Startups aproveitam maior geração de lixo domiciliar na pandemia, que cresceu 4%; Brasil é quarto maior produtor de resíduos, com quase 40% descartados inadequadamente
Jorge C. Carrasco
Transformar o lixo em energia foi por muito tempo um sonho restrito aos filmes de ficção científica. Contudo, num mundo que enfrenta quantidades crescentes de lixo, algumas empresas criam soluções para converter os resíduos orgânicos domésticos em combustível. Esse é o trabalho que vêm desenvolvendo algumas cleantechs — startups que, com o uso de tecnologias inovadoras, desenvolvem produtos ou serviços que reduzem impactos ambientais.
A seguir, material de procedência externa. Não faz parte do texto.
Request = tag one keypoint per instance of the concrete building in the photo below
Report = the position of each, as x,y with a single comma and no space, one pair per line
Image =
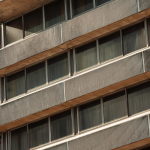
74,74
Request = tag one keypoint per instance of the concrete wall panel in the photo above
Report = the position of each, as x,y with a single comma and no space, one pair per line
114,137
103,77
31,104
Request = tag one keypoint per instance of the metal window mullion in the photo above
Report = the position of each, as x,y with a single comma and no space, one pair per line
127,106
146,32
49,129
43,12
72,117
74,60
66,15
97,48
102,110
46,71
121,37
78,124
69,65
94,4
71,11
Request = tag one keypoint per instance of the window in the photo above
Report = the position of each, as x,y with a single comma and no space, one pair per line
100,2
114,106
134,38
80,6
19,139
54,13
33,22
138,98
90,115
86,56
38,133
36,76
61,125
58,67
110,47
15,84
13,31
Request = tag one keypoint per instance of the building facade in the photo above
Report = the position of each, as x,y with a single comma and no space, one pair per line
75,75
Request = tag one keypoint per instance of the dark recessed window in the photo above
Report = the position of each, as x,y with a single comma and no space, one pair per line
86,56
38,133
54,13
90,115
19,139
114,106
58,67
110,47
134,38
33,22
101,2
13,31
36,76
61,125
15,84
138,98
80,6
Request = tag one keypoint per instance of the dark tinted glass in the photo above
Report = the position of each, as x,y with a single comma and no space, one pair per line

Para Verner Cardoso, fundador e diretor operacional da cleantech RSU Brasil, o avanço das pautas ambientais tem impulsionado o crescimento de empresas como a dele. “Criar uma tecnologia para resolver o nosso problema atual com o lixo e ao mesmo tempo substituir o uso de combustíveis fósseis por energia limpa sempre foi uma aspiração”, diz Cardoso.
Fundada em 2010 no interior de São Paulo, a RSU Brasil é especializada no tratamento de resíduos orgânicos e outros rejeitos que não podem ser reciclados diretamente — como fraldas e papel higiênico — para a geração de energia elétrica, numa lógica de desenvolvimento sustentável.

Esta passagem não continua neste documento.